>
> Those coming to Julia from languages like Python, R, Matlab/Octave, etc. 
> have it ingrained in them to "fear the loop" and to perform loop-like 
> calculations in "verbose and convoluted" ways.
>
Please compare my Python version with yours. If I look at the Python 
version in 2 month, I'll immediately understand what it does and what it is 
used for, yours is not as straight forward. 

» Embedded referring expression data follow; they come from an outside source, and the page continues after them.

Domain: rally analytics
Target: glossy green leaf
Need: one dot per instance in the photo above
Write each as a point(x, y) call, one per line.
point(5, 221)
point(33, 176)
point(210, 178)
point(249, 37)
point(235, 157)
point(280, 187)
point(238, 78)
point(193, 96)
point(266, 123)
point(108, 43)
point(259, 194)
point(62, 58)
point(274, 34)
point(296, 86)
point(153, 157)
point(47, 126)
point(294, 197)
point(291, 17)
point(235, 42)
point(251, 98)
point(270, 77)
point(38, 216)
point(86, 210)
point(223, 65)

But I'm really not complaining. I was just surprised that I couldn't 
decrease the allocation. I still don't understand why t[1] = 1.0+2.0 
allocates nothing, while t[:] = 1.0+2.0 allocates things. 
 

>  It is actually quite easy to do this calculation in Julia with very 
> little storage allocation by writing three nested loops.
>
> function mindist(pos::Matrix{Float64}, Acp::Matrix{Float64})
>     m,n = size(pos)
>     r,s = size(Acp)
>     m == r || throw(DimensionMismatch(""))
>     res = fill(Inf,(n,))
>     for i in 1:n
>         for j in 1:s
>             sm = 0.
>             for k in 1:m
>                 sm += abs2(pos[k,i] - Acp[k,j])
>             end
>             if sm < res[i]
>                 res[i] = sm
>             end
>         end
>     end
>     res
> end
>
> On my machine timing the second execution (the first execution includes 
> compile time) I get
>
> julia> @time mindist(pos,Acp);
> elapsed time: 0.002806999 seconds (744 bytes allocated)
>
>
Thank you. Very good ideas there also. 


Just a last related question: is there any way in Julia to work on complete 
vector/matrices (without unrolling) without allocating stuff? For instance 

t = zeros(Float64, 3)
a = rand(Float64, 3)
b = rand(Float64, 3)

t[:] = a[:]
t[:] .*= b[:]

but without allocation? @devec reduces it by half but it's still not zero. 
There might be no better alternative yet.